November 8, 2011
The so-called Volcker Rule, which severely restricts proprietary trading by banks and their affiliates, should not be permitted to be watered down by lobbyists in the rule-making process. Arguments that suggest it is not feasible to distinguish proprietary trades from agency trades flies in the face of a significant fact that conveniently goes overlooked, i.e. that every CFO on Wall Street has been able to make just such a distinction for decades. That they can make such a distinction is important, because there are important tax and other consequences to the firm for not making it.

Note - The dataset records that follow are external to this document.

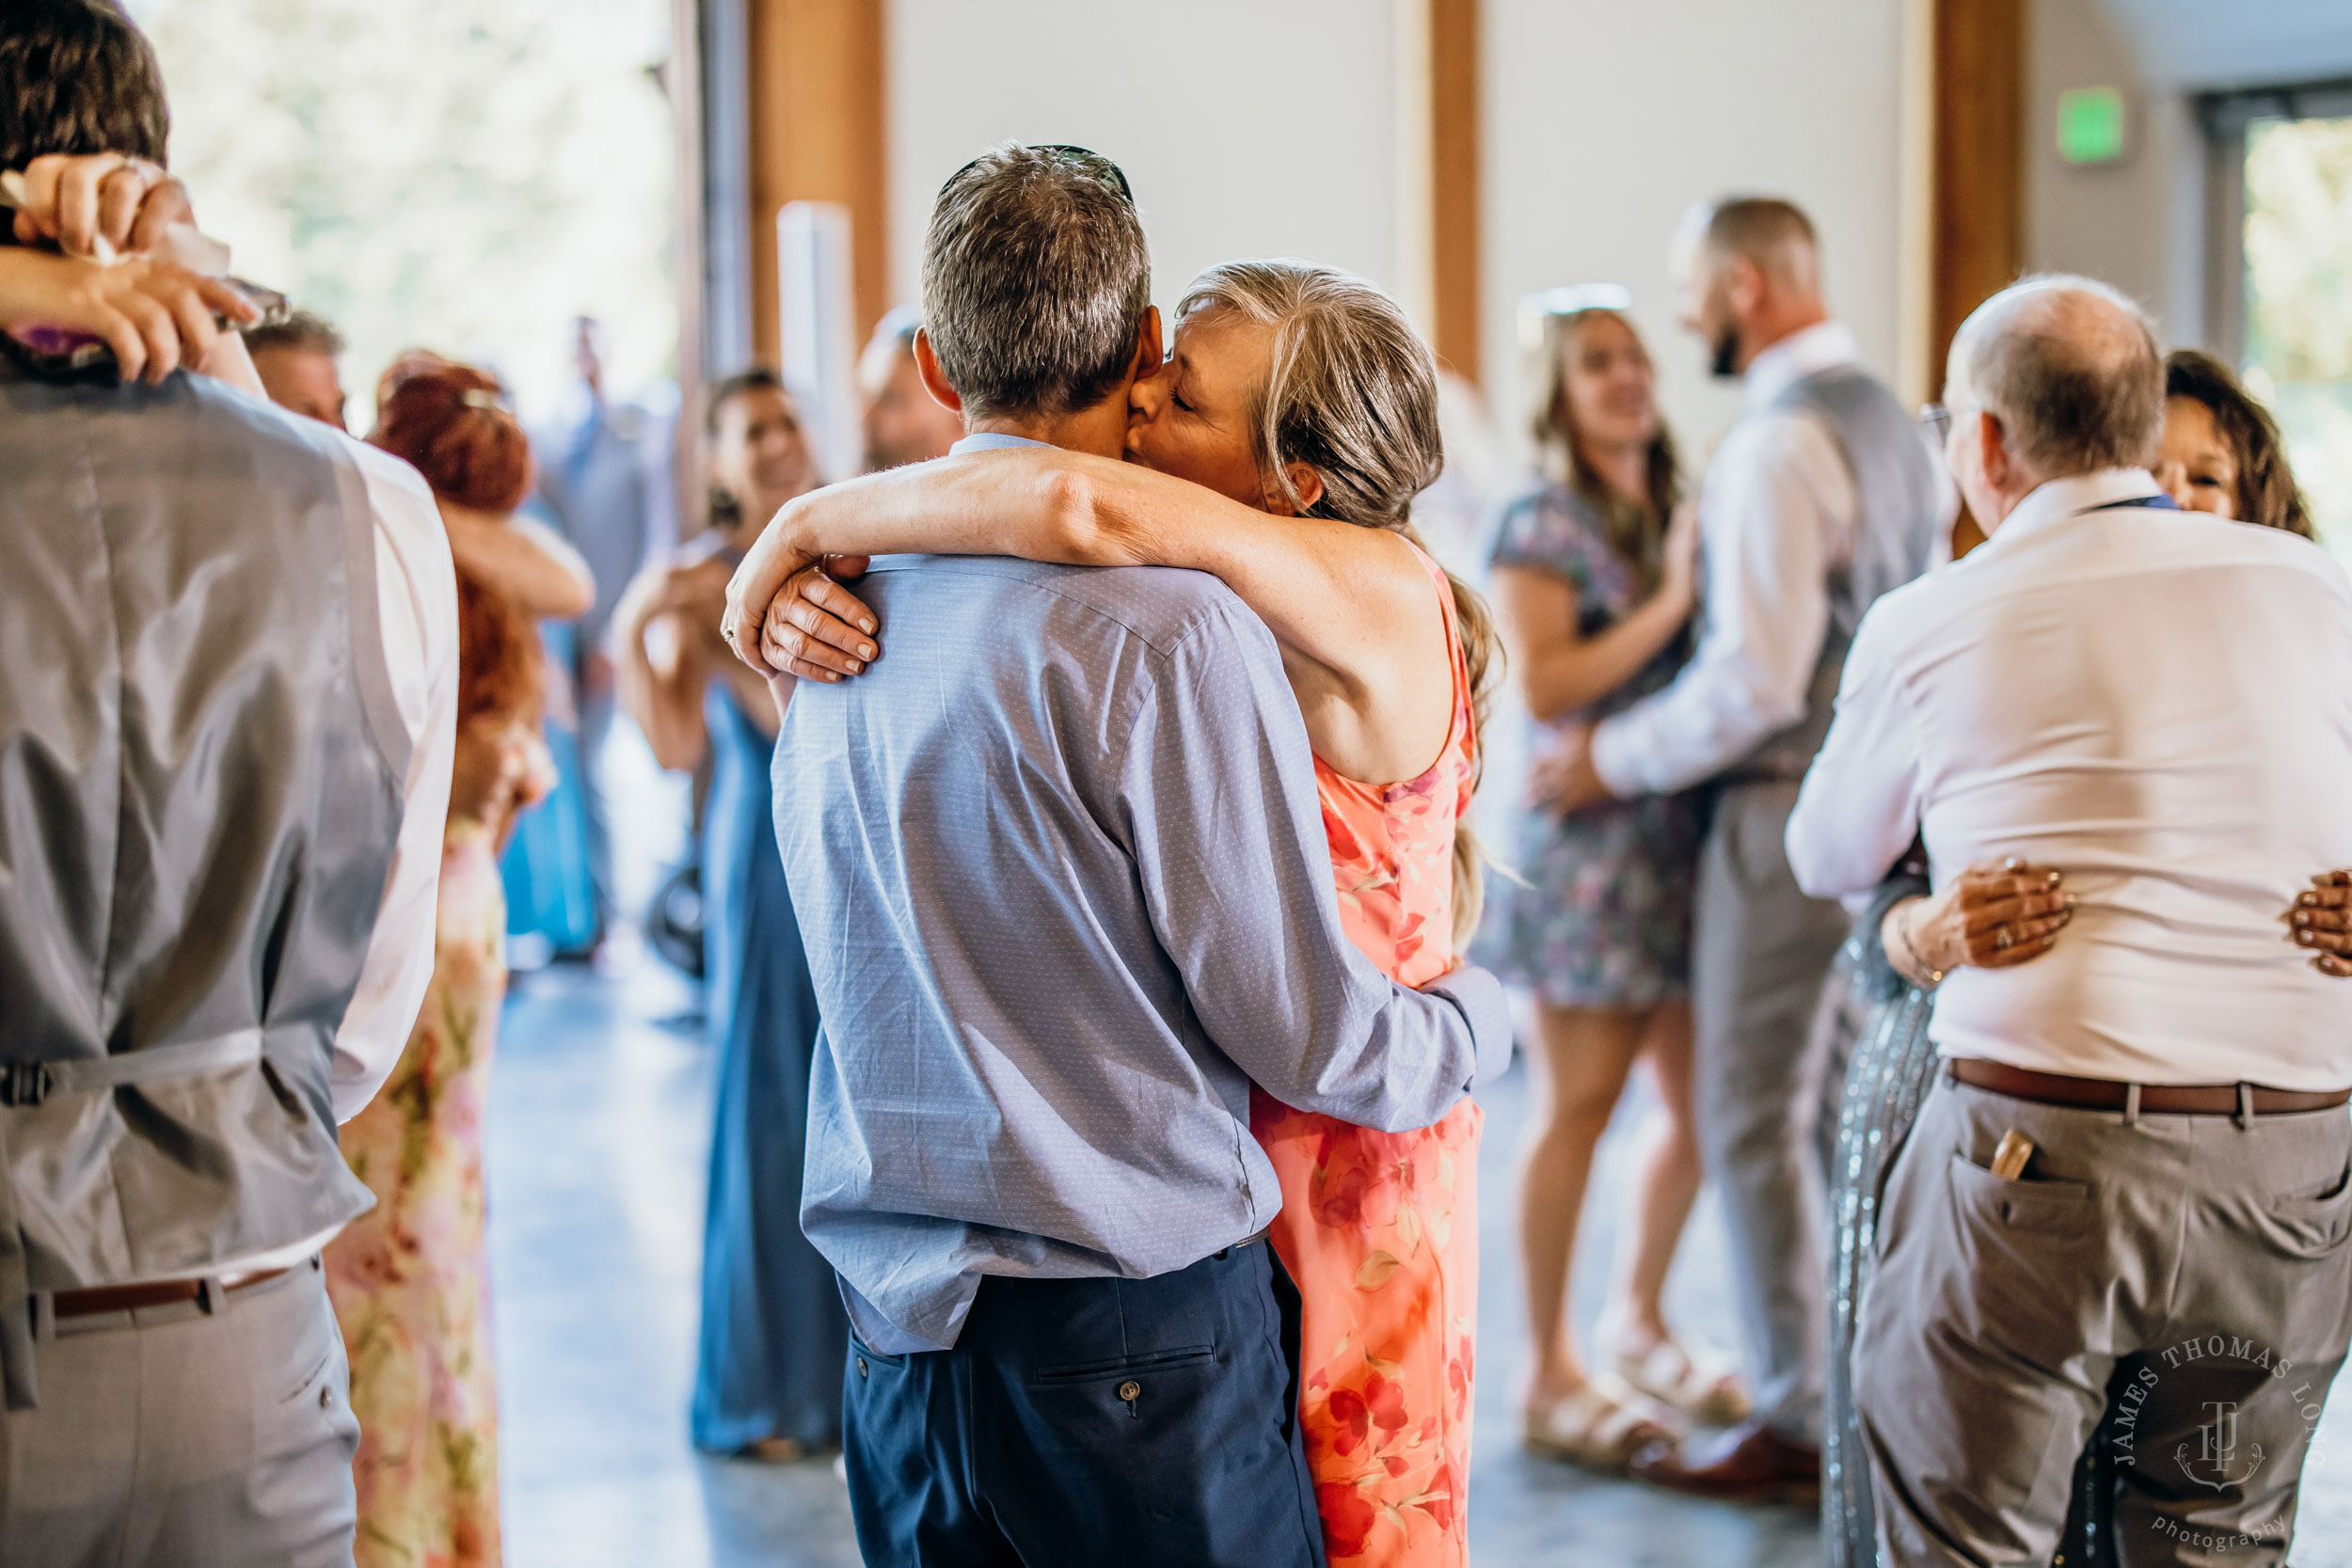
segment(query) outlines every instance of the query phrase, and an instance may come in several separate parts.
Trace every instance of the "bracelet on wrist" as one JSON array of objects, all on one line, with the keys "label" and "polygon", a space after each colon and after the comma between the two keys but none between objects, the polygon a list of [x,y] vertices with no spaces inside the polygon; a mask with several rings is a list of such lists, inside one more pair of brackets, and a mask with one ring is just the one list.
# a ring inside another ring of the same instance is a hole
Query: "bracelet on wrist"
[{"label": "bracelet on wrist", "polygon": [[1933,964],[1929,963],[1925,958],[1919,957],[1919,949],[1911,940],[1911,914],[1909,911],[1926,902],[1927,900],[1924,898],[1915,898],[1908,904],[1897,907],[1895,911],[1895,937],[1897,941],[1902,943],[1903,956],[1911,960],[1911,968],[1904,973],[1903,978],[1918,987],[1921,990],[1933,990],[1936,987],[1944,983],[1945,971],[1936,968]]}]

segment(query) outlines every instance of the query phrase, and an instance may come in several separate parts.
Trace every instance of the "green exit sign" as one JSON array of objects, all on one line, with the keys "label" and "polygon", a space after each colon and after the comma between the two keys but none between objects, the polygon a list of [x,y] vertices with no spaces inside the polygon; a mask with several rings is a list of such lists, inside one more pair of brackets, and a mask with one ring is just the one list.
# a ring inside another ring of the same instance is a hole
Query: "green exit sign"
[{"label": "green exit sign", "polygon": [[2123,94],[2116,87],[2068,87],[2058,94],[2058,156],[2070,164],[2111,164],[2123,156]]}]

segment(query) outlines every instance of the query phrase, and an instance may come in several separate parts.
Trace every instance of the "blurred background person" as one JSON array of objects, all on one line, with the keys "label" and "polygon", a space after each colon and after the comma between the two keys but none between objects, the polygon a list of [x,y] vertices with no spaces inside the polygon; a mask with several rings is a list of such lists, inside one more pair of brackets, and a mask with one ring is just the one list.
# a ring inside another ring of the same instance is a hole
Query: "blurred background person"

It has been argued that the Volcker Rule will make our financial services industry less competitive with those of foreign countries. Not so. Proprietary trading activities will simply migrate to broker-dealers, hedge funds and other institutions. No doubt, banks will lose a significant source of revenue; but they have demonstrated what happens when banks, critical to the national security of the nation, are turned into hedge funds, engaging in wild and heavy speculation while ignoring the primary missions for which they have been granted charters. Despite what some think, proprietary trading must be understood to mean, as well, buying and holding speculative risk assets, even if the holding period is months or years. Speculation does not mean, simply, day trading, as some suggest. Citigroup's exposures to mortgage-backed CDOs, which were massive, makes this point quite well.
What is clear now is that banks should be banks, however uninteresting that activity is thought to be in the minds of some banking executives. Notwithstanding the creative arguments put forward by lobbyists, and those heavily influenced by them, to the effect that the economic sky will fall if the Volcker Rule is implemented as intended, rulemaking must go forward in a manner that recalls the true concern of Dodd-Frank -- national security.